Music in the movie is by composer Lorne Balffe (Bad Boys for Life, The Lego Batman Movie) is admittedly quite generic, nothing about the score is particularly memorable and I doubt you will be humming any of the theme songs any time soon, but it serves its purpose well in terms of underscoring the action.
Overall, I liked the take on androids that this film had. In most movies featuring cybernetic characters, the android is cold, emotionless and robotic. However, in this movie, Mackie’s character feels pain, cusses like a trooper and displays more personality than most androids you see in this sub-genre. Without going in to spoilers, I think it was interesting to see a different take on the Super Soldier than what we have seen in the other very well-known franchises that Mackie stars in. I also did like the way Mackie’s character was often referred to as “Cap”, and how different his character was than the “Cap” we all associate him with. Every time someone spoke to him using this term, he cursed and I did find it quite amusing!
It also throws up some interesting debates about what is the cost of war, is the sacrifice of some worth it for the majority, and who is the real enemy, the weapons that humanity yields, or humanity itself that creates said weapons in the first place?
When we get to the finale of the movie, there is a bit of a Terminator moment where the effects slightly go downhill and the CGI gets a little ropey, which could have maybe used a little extra work in post-production. I also felt the ending was a little abrupt, and was waiting patiently for a final twist or post credits scene, but none came! I felt this was a shame, as some of the concepts explored could easily led to a sequel.

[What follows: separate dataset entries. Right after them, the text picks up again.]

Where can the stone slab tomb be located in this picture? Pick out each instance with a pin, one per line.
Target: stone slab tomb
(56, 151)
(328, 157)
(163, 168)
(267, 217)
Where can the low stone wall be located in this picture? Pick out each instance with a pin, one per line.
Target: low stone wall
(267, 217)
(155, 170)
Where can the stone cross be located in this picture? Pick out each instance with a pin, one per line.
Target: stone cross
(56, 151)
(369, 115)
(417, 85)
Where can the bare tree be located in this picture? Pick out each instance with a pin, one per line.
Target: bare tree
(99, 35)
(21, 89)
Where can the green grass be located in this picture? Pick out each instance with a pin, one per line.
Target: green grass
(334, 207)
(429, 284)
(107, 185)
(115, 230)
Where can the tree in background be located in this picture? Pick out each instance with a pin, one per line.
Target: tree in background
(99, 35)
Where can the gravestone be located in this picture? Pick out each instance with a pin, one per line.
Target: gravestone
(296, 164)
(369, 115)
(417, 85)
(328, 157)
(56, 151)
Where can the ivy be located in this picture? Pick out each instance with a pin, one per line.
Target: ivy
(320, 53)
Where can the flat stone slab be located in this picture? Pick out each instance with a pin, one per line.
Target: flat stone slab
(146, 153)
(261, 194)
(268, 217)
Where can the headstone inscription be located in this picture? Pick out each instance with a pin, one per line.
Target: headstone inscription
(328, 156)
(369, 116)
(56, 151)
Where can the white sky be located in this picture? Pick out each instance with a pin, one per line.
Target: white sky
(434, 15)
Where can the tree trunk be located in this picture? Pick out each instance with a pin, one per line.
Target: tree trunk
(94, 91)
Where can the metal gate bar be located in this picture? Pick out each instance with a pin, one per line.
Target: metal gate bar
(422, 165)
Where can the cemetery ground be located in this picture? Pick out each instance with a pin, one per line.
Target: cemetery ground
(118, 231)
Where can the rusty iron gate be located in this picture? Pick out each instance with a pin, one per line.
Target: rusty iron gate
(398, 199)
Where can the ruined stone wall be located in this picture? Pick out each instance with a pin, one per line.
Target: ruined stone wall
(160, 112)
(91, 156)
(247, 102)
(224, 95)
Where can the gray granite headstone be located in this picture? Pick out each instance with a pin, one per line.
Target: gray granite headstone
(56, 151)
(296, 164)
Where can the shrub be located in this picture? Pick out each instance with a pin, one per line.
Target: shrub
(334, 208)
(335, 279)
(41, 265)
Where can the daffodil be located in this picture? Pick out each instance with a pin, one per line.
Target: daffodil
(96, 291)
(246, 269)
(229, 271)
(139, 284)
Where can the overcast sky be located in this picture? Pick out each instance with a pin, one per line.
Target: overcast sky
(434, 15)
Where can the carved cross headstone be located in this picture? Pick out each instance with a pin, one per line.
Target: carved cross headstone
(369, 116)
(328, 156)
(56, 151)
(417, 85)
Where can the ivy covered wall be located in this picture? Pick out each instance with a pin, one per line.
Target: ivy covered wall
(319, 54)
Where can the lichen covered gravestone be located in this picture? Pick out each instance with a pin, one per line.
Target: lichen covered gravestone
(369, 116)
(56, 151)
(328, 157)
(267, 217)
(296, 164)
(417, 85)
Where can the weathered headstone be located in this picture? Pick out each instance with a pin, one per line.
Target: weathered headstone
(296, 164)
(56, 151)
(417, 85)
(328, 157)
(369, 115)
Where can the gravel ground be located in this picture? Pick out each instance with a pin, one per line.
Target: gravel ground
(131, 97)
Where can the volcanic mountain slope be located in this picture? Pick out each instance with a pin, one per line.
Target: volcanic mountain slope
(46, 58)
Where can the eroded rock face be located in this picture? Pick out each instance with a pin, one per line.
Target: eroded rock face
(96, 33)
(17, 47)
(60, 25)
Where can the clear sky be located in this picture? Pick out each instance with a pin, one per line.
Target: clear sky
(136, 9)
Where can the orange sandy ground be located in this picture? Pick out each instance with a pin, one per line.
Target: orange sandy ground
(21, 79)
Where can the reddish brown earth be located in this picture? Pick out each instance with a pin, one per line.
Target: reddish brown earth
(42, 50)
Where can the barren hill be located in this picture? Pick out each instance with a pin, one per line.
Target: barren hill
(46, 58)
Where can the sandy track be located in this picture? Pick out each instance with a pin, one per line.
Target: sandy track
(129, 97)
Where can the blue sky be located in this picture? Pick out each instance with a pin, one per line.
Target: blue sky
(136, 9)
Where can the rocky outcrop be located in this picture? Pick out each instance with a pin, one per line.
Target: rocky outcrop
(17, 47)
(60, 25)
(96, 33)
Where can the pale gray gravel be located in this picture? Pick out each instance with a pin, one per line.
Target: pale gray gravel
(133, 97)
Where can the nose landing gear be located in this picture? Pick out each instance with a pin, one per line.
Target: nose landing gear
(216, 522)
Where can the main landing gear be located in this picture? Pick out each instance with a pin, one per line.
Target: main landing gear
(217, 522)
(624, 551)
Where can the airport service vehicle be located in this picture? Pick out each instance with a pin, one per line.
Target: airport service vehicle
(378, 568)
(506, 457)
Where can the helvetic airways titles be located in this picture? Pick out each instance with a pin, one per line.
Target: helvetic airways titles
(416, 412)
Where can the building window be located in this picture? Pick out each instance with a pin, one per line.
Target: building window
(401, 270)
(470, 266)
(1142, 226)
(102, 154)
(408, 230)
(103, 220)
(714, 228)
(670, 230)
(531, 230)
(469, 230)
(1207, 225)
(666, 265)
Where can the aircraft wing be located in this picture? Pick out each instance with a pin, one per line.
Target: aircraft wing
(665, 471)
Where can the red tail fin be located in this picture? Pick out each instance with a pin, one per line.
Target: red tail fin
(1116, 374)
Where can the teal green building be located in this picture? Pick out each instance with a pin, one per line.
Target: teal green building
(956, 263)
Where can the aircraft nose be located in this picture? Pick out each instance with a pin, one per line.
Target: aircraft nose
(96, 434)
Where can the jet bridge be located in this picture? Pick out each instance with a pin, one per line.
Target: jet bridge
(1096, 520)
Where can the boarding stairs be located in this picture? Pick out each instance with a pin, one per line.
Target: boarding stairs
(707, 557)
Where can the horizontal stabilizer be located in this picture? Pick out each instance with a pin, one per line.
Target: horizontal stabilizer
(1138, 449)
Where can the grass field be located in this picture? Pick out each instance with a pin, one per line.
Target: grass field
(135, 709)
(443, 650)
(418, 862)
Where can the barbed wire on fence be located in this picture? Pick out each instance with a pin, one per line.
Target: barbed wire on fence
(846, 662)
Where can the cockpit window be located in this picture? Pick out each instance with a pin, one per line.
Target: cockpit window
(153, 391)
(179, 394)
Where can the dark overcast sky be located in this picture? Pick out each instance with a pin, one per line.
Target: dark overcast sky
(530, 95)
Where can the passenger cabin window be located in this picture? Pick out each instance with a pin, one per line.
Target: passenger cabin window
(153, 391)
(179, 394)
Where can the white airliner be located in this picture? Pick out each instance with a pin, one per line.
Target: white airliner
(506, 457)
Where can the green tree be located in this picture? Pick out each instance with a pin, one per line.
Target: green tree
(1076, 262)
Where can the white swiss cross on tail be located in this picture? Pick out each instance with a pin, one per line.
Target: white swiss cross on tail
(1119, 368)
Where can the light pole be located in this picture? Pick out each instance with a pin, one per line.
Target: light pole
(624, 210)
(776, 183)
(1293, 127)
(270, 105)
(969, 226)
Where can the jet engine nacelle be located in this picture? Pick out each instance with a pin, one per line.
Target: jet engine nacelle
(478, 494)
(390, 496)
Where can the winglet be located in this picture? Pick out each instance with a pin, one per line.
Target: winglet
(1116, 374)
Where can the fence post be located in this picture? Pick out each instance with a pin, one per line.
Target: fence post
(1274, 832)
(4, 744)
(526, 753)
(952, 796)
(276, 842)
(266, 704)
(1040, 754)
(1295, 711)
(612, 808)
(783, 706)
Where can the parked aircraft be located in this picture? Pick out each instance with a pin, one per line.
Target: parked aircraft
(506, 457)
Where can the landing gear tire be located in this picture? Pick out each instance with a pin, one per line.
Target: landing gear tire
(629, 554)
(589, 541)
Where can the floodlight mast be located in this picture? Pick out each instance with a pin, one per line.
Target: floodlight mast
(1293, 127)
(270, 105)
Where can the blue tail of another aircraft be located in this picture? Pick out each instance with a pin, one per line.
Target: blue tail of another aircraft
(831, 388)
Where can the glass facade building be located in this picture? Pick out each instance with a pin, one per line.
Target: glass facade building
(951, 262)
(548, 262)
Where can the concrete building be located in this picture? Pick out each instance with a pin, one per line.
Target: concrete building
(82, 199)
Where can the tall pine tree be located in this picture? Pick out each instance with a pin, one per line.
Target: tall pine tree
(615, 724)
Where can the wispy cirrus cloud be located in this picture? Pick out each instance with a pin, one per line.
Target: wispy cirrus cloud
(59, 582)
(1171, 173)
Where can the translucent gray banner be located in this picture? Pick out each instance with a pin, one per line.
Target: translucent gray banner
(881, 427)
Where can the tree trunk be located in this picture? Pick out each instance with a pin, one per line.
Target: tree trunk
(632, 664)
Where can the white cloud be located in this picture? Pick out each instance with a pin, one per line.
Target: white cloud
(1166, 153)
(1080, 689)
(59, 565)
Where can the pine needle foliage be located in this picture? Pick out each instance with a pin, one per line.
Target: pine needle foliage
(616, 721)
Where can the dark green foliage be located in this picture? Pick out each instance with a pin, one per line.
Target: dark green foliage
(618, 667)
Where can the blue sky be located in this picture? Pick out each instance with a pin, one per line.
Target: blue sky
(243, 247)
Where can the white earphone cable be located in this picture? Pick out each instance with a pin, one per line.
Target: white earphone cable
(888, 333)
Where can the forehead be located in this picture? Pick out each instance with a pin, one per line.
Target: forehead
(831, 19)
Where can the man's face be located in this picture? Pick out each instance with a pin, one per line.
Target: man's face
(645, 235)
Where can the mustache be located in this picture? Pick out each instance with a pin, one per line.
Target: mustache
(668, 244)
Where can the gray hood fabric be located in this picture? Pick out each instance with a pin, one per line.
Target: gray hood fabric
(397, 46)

Overall, I would say this is a slightly above average action film, mainly due to the way the story progressed and developed in the last 40 minutes or so, however, there were some concepts (the GUMPS) that were prime for extra development and I felt were unfortunately underutilised.
I would give this movie a straight 3 out of 5, worth a watch for some explosive popcorn type entertainment, but not quite enough to bring me back for a repeat viewing or to warrant an iconic status.